The transition between the Ordovician and Silurian periods is marked by the glaciation of Gondwanaland, eustatic sea level fall, a perturbation to the global carbon cycle and one of the “Big Five” mass extinctions of the Phanerozoic Eon. Because it is associated with a large amplitude (~130 m) glacioeustatic sea level fall, the Ordovician-Silurian (O-S) boundary is often marked by hiatus and exposure in the cratonic record. Exceptions are found in comparatively deeper localities, including the Anticosti Basin of Quebec, Canada and the carbonate mounds of the Siljan ring district in Sweden. Anticosti Basin, in particular, has emerged as one of the most well-preserved and complete records of geochemical and paleobiological change across the O-S boundary.

Here we present new ages on ashfalls collected from the Ellis Bay Formation (Anticosti) and the Boda Formation (Sweden), dated using U-Pb geochronology (CA-ID-TIMS) on single zircons. There is a serious need for radiometric ages in this crucial part of the Paleozoic, especially since the development of EARTHTIME U-Pb techniques has improved accuracy and allowed for dating of single zircon crystals at the <0.1% precision level.

Four of the fifteen horizons we collected contain euhedral zircon populations that indicate a volcanic origin.

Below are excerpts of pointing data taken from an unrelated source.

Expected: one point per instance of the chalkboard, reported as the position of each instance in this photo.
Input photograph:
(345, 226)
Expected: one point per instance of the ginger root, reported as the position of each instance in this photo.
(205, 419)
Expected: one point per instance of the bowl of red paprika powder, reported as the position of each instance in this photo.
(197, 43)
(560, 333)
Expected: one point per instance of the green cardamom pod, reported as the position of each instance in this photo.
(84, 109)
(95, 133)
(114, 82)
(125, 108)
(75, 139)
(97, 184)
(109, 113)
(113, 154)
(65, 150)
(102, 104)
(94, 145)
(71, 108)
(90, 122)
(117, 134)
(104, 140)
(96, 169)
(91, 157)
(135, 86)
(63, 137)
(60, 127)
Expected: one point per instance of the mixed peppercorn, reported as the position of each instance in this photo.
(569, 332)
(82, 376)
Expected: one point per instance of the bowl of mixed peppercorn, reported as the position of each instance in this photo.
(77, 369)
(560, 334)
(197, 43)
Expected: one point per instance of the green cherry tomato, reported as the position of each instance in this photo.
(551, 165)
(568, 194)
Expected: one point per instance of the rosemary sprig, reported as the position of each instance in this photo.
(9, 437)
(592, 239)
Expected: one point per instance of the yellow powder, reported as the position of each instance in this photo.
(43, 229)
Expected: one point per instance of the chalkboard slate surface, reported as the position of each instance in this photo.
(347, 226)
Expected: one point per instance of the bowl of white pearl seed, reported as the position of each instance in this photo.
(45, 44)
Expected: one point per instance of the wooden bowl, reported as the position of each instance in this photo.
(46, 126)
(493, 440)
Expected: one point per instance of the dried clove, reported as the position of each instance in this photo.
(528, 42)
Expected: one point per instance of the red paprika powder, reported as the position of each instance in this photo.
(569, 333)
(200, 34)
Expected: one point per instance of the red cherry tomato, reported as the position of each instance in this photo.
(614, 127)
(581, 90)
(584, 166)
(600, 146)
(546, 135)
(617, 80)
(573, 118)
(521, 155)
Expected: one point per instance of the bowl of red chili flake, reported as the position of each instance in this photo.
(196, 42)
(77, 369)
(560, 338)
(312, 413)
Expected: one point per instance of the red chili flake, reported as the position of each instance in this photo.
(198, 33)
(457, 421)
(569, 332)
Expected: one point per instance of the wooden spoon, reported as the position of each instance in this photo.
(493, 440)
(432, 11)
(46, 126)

These data provide new age constraints on these important sections, and will allow for better calibration of the rates of Earth system change during the Ordovician-Silurian transition. We also demonstrate how these data can be easily incorporated into Macrostrat, a geologic database that describes the age and properties of rocks in the upper crust. This integration will not only expose the data to a wide audience of interested users, but can also be used to update Macrotstrat’s age model, thereby improving synthetic results and analyses derived from the database.